National media abuzz about Orrin Hatch's caucus performance

Published: Friday, March 16 2012 3:27 p.m. MDT

Karmel Larson, left, talks with Risa Bakker, center, and Heather Turner during a GOP caucus meeting at Lone Peak High School in Highland. Thousands turned out at their Republican Party neighborhood caucus meetings around Utah, Thursday, March 15, 2012.

Scott G. Winterton, Deseret News

Several national media outlets such as CNN, Politico and the New York Times are running headlines today reporting that Sen. Orrin Hatch's re-election campaign received extensive support Thursday night during more than 2,000 caucus meetings organized by the Utah Republican Party.

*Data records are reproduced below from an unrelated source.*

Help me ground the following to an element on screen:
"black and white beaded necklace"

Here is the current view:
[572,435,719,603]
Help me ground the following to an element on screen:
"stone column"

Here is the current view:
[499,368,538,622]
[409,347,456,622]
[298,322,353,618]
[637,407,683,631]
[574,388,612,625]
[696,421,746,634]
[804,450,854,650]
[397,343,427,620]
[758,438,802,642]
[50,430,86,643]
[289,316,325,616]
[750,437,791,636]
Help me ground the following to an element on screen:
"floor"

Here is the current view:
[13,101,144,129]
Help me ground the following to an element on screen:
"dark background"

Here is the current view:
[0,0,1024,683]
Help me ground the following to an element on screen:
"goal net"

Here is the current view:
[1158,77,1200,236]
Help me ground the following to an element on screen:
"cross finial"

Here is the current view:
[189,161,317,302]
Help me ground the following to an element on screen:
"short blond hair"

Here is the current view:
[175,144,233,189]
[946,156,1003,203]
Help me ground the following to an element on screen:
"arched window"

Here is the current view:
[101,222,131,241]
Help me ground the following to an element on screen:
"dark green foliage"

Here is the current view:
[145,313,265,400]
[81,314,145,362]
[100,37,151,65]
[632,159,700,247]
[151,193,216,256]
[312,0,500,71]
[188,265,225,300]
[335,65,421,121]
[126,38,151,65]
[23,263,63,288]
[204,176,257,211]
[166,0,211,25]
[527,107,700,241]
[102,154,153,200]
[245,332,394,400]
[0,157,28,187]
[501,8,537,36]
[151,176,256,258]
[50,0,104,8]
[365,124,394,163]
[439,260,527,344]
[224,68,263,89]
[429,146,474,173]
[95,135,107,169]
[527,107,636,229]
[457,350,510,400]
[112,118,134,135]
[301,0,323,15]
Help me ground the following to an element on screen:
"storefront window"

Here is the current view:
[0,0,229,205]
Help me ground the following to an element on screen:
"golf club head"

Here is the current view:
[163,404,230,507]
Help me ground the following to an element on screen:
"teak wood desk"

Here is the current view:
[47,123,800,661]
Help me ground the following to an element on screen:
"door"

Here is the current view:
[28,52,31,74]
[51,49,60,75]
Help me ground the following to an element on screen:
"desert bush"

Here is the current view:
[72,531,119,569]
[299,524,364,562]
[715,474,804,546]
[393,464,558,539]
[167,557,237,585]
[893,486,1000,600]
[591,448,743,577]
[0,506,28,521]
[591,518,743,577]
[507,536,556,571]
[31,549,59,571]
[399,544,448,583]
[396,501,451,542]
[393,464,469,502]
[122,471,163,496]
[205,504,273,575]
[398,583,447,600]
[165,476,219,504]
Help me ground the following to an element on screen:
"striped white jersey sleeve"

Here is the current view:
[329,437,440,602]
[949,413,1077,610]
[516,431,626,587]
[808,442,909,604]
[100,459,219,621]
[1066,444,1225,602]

"Despite opposition from within the Republican base, initial results from Thursday night's Utah party caucuses indicate Sen. Orrin Hatch may survive efforts to derail his six-term incumbency," Ashley Killough blogged for CNN. "While the numbers will not be finalized until late Friday night, the veteran senator's campaign came out of the contest feeling confident, saying the results 'look very good.'"

"Supporters of Mr. Hatch turned up in strong numbers at some packed Republican caucus meetings around the state, where delegates were elected to next month’s state party convention," Kirk Johnson reported for the New York Times from a caucus meeting in Pleasant Grove. "And here in Utah County, a deeply conservative area in the backyard of Brigham Young University, and hotbed of anti-Hatch sentiment, some prominent opponents of the senator failed to win delegate seats."

Politico blogger David Cantanese used Thursday's caucuses as a lens for delineating the differences between Hatch's ongoing campaign and the unsuccessful re-election bid of Utah's junior senator, Sen. Bob Bennett, in 2010.

"Two years ago, after delegates unceremoniously dumped Sen. Bob Bennett at their state convention, it was clear that their next target was Hatch. … (But) Hatch's team recognized the potential threat as early as 2010 and became so well organized that they prevented Hatch's main opponent (Dan Liljenquist) from scoring a delegate in his own district (in Bountiful)."